- Education: Washington University in St. Louis; Cornell University (PhD);
- Scientific career
- Fields: Statistics
- Workplaces: University of Minnesota
- Thesis: Convergence of Interval Estimates From the Gibbs Sampler
- Doctoral advisor: George Casella

= Lynn Eberly =

Professor of biostatistics

Lynn Elizabeth Eberly is an American professor of biostatistics in the University of Minnesota School of Public Health, whose research involves longitudinal studies, medical imaging, and other forms of correlated data.

==Early life==
Eberly double-majored in mathematics and German language and literature at Washington University in St. Louis, graduating in 1991. She earned her M.S. and Ph.D. in statistics from Cornell University in 1997, under the supervision of George Casella.

==Career==
After graduating from Cornell, she joined the University of Minnesota faculty the same year.

Eberly's statistical expertise includes methods for, and applications to, correlated data, "including longitudinal cohort studies and medical imaging data." She has historically collaborated on research in longitudinal epidemiological studies, but has migrated to include human and animal studies using structural and functional imaging (NMR spectroscopy, MRI, fMRI, etc.).

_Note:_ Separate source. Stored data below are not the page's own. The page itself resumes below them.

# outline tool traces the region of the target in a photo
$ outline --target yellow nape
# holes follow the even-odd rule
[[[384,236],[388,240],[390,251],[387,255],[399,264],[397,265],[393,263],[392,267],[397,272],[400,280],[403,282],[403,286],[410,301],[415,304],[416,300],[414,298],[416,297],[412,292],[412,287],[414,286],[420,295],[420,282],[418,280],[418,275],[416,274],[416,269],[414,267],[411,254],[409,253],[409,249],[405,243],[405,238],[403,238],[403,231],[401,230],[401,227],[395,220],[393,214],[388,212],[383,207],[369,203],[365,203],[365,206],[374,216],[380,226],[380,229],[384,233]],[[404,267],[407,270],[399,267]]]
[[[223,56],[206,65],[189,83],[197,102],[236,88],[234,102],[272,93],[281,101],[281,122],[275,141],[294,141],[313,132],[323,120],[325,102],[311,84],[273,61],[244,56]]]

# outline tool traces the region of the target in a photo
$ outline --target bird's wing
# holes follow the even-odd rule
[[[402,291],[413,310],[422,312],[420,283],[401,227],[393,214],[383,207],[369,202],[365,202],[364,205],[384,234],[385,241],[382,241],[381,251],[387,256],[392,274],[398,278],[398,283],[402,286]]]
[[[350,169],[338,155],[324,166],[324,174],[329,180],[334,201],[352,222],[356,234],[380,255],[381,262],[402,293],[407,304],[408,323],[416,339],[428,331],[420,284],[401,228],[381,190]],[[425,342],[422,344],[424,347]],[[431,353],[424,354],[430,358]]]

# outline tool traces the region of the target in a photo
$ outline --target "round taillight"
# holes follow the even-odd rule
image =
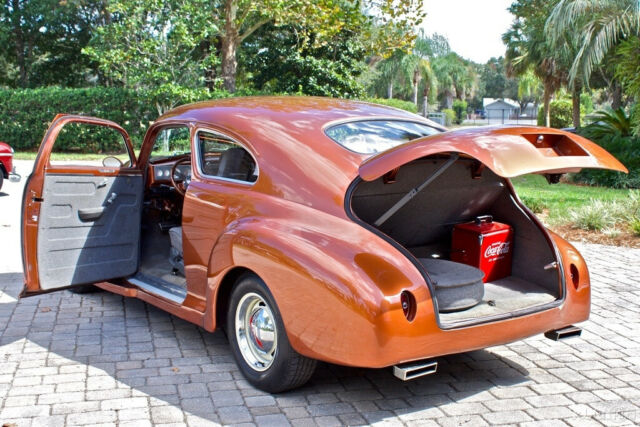
[[[578,267],[571,264],[569,267],[569,273],[571,273],[571,283],[573,283],[573,287],[578,289],[578,285],[580,284],[580,274],[578,273]]]
[[[416,317],[416,298],[409,291],[402,291],[400,294],[400,304],[404,317],[411,322]]]

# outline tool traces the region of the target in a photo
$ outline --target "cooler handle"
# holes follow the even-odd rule
[[[476,225],[480,225],[483,222],[493,222],[493,215],[480,215],[476,217]]]

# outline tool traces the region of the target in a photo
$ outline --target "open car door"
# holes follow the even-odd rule
[[[553,178],[584,168],[628,172],[615,157],[580,135],[542,127],[485,127],[416,139],[362,162],[360,177],[373,181],[406,163],[455,152],[479,160],[497,175],[512,178],[538,173]]]
[[[78,149],[78,141],[111,154],[74,164],[51,159],[52,152]],[[92,117],[56,116],[22,201],[21,296],[134,274],[143,189],[143,174],[123,128]]]

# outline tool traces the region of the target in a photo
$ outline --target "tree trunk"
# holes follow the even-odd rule
[[[236,0],[226,0],[224,6],[224,35],[220,37],[222,44],[221,68],[224,88],[231,93],[236,91],[236,72],[238,68],[236,50],[238,49],[239,38],[235,22],[237,12],[238,5]]]
[[[205,58],[208,58],[212,55],[211,53],[212,43],[210,40],[205,40],[201,43],[202,55]],[[219,49],[213,44],[213,48],[215,49],[214,55],[218,55]],[[209,65],[204,69],[204,85],[209,91],[215,90],[216,84],[216,67],[215,65]]]
[[[427,117],[429,114],[429,85],[425,85],[424,91],[422,91],[422,115]]]
[[[445,93],[444,106],[449,110],[453,107],[453,92],[450,90]]]
[[[613,83],[613,99],[611,100],[611,108],[617,110],[622,107],[622,86],[618,81]]]
[[[420,74],[418,71],[413,73],[413,103],[418,108],[418,85],[420,84]]]
[[[393,98],[393,82],[389,82],[389,86],[387,86],[387,98]]]
[[[550,111],[549,111],[549,104],[551,104],[551,95],[552,95],[552,91],[551,91],[551,87],[549,84],[545,84],[544,85],[544,104],[542,107],[542,111],[544,113],[544,125],[546,127],[550,127],[551,126],[551,115],[550,115]]]
[[[574,80],[571,90],[571,114],[573,118],[573,127],[578,129],[580,127],[580,92],[582,92],[582,84],[579,79]]]
[[[20,87],[25,88],[29,83],[29,76],[27,73],[27,61],[24,51],[24,33],[22,32],[22,26],[20,25],[22,21],[22,10],[20,9],[20,1],[11,0],[11,7],[13,9],[11,21],[13,24],[13,33],[15,35],[16,60],[18,61],[18,70],[20,73],[19,85]]]

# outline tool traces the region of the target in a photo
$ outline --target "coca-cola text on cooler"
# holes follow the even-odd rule
[[[484,251],[485,258],[491,258],[498,255],[504,255],[509,253],[509,242],[495,242],[487,246]]]

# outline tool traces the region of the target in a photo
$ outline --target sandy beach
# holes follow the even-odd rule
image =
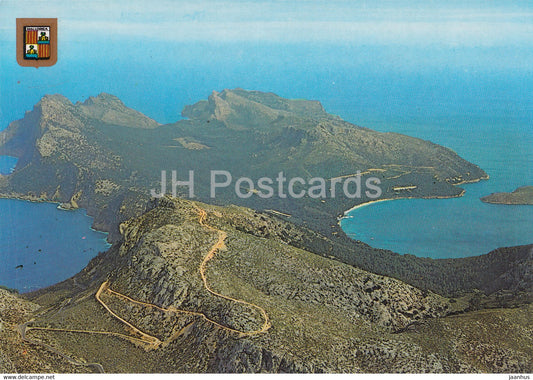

She has worked in other medical arenas to include of cancer, cardiovascular disease, geriatric pharmacoepidemiology, endocrinology, environmental health and ecology/wildlife biology.

With professor Chap T. Le, she is co-author of the textbook Introductory Biostatistics (2nd ed., Wiley, 2016).

In 2014, she was elected as a Fellow of the American Statistical Association "for excellence in statistical methodology related to correlated and medical imaging data; for broad impact in collaborative research and statistical consultation; for leadership in biostatistical core grant and data coordinating center activities; for excellence and innovation in teaching; and for diligence in service to the ASA, her university, and the profession."